3. The washing challenge

The main challenge in the early days was the washing of the nappies. Of course these days this may not be a problem with the tendency to use disposable nappies. However, we all know that disposable nappies can leak and dirty the clothes!

After about a week of washing morning and night, we paid for a nappy service that removed the need for any nappy washing for two years! We also found that using real nappies resulted in less leakage.

The other trick was to use bibs on the babies. Yes we had to wash about 12 bibs a day but that reduced the washing of other clothes.

The only other trick is to make sure that you have lots and lots of jumpsuits etc. so that if you are having a bad day you can afford not to do the washing i.e. you won’t run out of clothes.

4. Cooking family meals

Cooking dinner is a challenge with just one baby in the house but with two it can be quite difficult.

Here are a few tips:

  • Buy a slow cooker and prepare dinner in the morning, letting it cook all day.
  • Keep some pre-prepared meals in the freezer for those really tricky days.
  • Ask your family to feed you once or twice a week for the first few months.
  • Keep your meals simple and quick to prepare.
  • Don’t feel guilty if you end up having take away meals a few times a week. It won’t be like this forever!

I have written another post on feeding the babies, including the transition to solids. I hope that is useful for you too.

5. General Baby Management

This is the area for which I received a lot of criticism – mainly from women who gave birth to one child at a time. We wanted our house to operate with some kind of discipline and normality – not just for us but for our daughter. After all she needed time with her parents and she also needed her own life. She started school just after the twins were born and with school came swimming lessons, dance lessons etc. all of which I had to manage whilst caring for two babies.

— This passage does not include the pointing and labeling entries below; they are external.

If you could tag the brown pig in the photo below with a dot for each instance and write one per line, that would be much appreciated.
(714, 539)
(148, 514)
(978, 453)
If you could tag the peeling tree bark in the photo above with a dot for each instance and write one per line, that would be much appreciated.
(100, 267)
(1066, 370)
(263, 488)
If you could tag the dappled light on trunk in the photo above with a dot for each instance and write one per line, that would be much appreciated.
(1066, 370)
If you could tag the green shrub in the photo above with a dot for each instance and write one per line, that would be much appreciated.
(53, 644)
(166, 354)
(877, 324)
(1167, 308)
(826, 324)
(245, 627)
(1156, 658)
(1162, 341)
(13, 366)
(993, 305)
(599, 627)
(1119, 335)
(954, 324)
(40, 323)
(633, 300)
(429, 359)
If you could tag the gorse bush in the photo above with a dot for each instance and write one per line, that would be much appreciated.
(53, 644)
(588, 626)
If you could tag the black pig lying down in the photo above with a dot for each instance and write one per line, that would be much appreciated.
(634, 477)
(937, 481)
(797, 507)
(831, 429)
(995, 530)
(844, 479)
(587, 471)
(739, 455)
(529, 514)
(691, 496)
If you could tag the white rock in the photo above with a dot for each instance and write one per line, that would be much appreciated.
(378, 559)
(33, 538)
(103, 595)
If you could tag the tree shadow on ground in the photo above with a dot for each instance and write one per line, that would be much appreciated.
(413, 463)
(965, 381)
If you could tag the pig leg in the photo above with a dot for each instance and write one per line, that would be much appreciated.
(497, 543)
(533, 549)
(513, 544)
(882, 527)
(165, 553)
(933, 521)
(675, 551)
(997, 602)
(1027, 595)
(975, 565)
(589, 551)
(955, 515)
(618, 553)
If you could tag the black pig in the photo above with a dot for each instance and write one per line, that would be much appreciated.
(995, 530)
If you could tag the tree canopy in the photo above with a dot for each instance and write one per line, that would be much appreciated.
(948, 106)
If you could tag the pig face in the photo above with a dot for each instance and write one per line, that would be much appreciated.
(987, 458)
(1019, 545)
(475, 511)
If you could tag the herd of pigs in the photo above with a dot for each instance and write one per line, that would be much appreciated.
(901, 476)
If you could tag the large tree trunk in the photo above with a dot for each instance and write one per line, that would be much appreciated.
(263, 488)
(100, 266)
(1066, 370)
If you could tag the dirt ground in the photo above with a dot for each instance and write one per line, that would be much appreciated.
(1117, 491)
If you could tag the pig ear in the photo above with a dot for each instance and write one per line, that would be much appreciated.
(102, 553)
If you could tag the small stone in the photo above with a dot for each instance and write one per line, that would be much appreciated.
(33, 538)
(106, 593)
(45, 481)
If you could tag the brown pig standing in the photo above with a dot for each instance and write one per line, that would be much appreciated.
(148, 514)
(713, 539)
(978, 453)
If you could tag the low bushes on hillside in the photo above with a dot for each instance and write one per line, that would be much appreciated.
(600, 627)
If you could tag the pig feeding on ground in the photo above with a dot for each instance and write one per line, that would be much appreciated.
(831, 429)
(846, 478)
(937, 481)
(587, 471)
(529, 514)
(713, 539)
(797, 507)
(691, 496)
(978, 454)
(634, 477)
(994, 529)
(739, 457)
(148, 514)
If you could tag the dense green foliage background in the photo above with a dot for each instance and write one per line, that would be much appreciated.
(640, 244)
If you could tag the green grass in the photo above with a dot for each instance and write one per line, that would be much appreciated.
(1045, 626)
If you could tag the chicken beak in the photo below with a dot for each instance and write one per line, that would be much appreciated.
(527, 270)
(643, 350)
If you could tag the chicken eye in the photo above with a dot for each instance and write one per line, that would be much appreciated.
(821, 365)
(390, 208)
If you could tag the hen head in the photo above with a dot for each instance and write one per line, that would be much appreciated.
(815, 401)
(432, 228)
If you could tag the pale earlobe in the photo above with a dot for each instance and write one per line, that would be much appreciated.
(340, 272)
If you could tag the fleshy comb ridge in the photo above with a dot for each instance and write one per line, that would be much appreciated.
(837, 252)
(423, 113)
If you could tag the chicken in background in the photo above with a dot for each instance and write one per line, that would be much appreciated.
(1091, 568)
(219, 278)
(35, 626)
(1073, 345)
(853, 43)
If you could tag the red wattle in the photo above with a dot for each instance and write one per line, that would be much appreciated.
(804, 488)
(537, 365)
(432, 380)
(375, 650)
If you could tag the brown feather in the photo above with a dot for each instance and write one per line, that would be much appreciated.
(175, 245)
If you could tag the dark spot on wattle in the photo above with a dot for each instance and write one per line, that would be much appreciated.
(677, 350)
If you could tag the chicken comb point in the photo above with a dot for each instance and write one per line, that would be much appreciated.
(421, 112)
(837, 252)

So we used the following approaches to ensure that there was some consistency in our household for everyone:

  • Our babies always slept in their own cots i.e. we never swapped them around.
  • They had their own dedicated high chairs, places in the pram and seats in the car.
  • As mentioned above, they always ate at the same time, transitioned to solids at the same time and ate the same food.
  • They always played and slept at the same time.
  • They always stayed in the pram when we were out at the shops or at swimming, school events or just out walking. We strapped them in so they could not get out!
  • I would not take them to the park unless I had someone to help me.
  • When they started to move around I covered the bookcase with material, put the phone and TV up high and used gates to prevent them from entering certain rooms in the house.

and

  • We made sure that our daughter had a space to play in and do her homework in without being invaded by babies.

Why was this controversial for some people? Because it appeared that I was too controlling. In reality I was just trying to create some order.

My message here – do what it takes for you to create order, normality, peace or whatever you need to function effectively as a parent of twins!

And finally, don’t be a hero. Ask for help and accept help when it is offered. You need your sleep and you need time for yourself and the other important people in your life!